South Korea Schedules Emergency Presidential Election for May 9

Pro- President Park Guen-Hye hold the national flag near the South Korea's Constitutional
The Yomiuri Shimbun via AP Images

The government of South Korea announced Wednesday that an election to choose the successor for impeached President Park Geun-hye will be held on May 9.

Park will be quite busy between now and May since her impeachment dissolved her presidential immunity from prosecution, and prosecutors are now very eager to talk with her. The Associated Press reports she will be summoned next Tuesday to answer questions about the corruption scandal that rocked South Korean government:

Dozens of high-profile figures including some top Park administration officials and Samsung heir Lee Jae-yong have already been indicted over the scandal.

Park could also face extortion, bribery and other criminal charges, but she has denied any legal wrongdoing and expressed defiance toward her corruption allegations.

“Although it will take time, I believe the truth will certainly come out,” Park said after leaving the presidential Blue House on Sunday.

Park’s comments raised worries about a further deepening of the national divide over her fate. Three people died and dozens were injured in violent clashes between Park’s supporters and police following Friday’s court ruling.

Holding a presidential election on such short notice would give American political consultants a nervous breakdown, but South Korean law mandates such an election must be held within two months of impeachment and removal from office.

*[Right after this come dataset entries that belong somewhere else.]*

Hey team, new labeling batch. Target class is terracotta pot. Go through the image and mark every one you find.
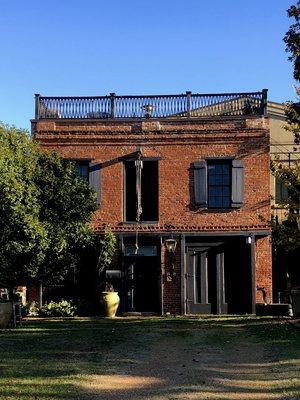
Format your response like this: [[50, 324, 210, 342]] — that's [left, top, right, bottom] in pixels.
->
[[100, 292, 120, 318]]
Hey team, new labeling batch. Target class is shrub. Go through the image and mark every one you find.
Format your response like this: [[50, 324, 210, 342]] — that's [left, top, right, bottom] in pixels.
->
[[39, 299, 77, 317], [26, 301, 40, 316]]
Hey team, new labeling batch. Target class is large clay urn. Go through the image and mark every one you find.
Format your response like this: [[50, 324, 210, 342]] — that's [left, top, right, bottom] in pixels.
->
[[100, 291, 120, 318]]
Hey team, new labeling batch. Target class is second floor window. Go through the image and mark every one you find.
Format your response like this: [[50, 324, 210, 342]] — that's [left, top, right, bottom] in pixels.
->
[[75, 163, 89, 182], [275, 177, 289, 204], [207, 161, 231, 209], [124, 160, 159, 222], [194, 158, 244, 209], [72, 160, 101, 207]]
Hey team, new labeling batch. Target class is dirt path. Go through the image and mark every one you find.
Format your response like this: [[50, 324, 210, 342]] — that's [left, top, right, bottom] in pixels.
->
[[80, 322, 300, 400]]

The favored candidate to replace Park is her defeated 2012 election opponent, Moon Jae-in. Moon is a 64-year-old human rights lawyer noted for taking a much softer stance against North Korea than Park.

“We must embrace the North Korean people as part of the Korean nation, and to do that, whether we like it or not, we must recognize Kim Jong-un as their ruler and as our dialogue partner,” Moon said in a statement quoted by International Business Times

Moon has gone on record saying he’s going to put friendlier relations with the North as a higher priority. He’s gone as far saying he will visit China first in order to discuss North Korea strategies. We haven’t tried a softer approach since Kim Jong-un came to power,” Catholic University professor Yang Jun-seok told CNBC.

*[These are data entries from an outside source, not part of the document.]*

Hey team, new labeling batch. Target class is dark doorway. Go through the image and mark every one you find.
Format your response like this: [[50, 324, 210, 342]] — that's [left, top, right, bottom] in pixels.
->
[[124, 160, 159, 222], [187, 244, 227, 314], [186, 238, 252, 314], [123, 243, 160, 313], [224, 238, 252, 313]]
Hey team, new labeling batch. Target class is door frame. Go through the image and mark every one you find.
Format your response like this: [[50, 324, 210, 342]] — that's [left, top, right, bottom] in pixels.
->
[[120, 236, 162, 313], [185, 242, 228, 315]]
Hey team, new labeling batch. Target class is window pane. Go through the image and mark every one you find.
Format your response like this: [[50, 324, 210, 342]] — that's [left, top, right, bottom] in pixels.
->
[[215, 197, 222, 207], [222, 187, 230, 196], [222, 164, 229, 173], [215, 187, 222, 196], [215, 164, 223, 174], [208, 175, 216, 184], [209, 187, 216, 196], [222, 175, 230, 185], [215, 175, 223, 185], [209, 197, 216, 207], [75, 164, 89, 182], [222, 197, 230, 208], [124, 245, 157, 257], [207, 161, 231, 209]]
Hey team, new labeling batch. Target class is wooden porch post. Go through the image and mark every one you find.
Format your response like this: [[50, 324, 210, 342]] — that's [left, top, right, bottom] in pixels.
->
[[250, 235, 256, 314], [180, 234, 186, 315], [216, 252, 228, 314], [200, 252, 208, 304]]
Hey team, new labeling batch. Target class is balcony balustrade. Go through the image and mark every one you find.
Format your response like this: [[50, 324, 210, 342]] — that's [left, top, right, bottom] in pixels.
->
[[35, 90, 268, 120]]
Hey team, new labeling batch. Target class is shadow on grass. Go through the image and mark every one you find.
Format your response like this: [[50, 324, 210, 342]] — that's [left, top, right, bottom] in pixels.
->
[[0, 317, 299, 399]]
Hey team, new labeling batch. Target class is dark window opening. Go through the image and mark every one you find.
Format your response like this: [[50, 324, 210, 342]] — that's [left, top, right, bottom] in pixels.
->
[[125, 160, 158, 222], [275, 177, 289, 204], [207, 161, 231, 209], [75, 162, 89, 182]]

Moon has described Park as “authoritarian and regressive,” and has criticized the powerful corporate interests implicated in Park’s corruption scandal. IBT notes he is currently polling at 36 percent, well ahead of his closed rival Hwang Kyo-ahn, the acting president. Hwang is only pulling 14 percent in the same poll.

Fortune anticipates Moon would clash with U.S. President Donald Trump over his declared plans for easing up on North Korean sanctions and re-opening the Kaesong joint industrial project, which Park closed a year ago. It is also feared that Moon would cancel the deployment of the American THAAD missile defense system, which he has long criticized for antagonizing China, although Fortune notes the system could be fully operational before Park’s successor could be sworn in.

On the other hand, North Korea might continue behaving in such an obnoxious manner that Moon would have a hard time realigning South Korea’s posture. Fortune raises the unnerving possibility that Pyongyang might decide to either shape up, so the next South Korean president can reset relations with them, or launch some sort of attack, to capitalize on two months of political unrest and the relative inexperience of acting president Hwang Kyo-ahn.

Park, once a very popular figure in South Korea, departs in a cloud of scandal and turmoil that might take her party a long time to recover from. On top of everything else, some South Koreans are enraged that she left her nine pet dogs behind when leaving the presidential residence – a pair of Jindo hunting dogs and their seven puppies.

South Korean Presidential Blue House via AP

Sky News reports that Park told staffers at the presidential residence to care for the dogs, but it did not prevent the Korea Alliance for the Prevention of Cruelty to Animals from filing a complaint with the Anti-Corruption and Civil Rights Commission, which called in the National Police Agency.

What she did is not technically illegal, but it also will not help her in the court of public opinion. One South Korean citizen quoted in the Sky News article denounced Park as “a person who entirely lacks empathy, whether it’s for humans or for animals.”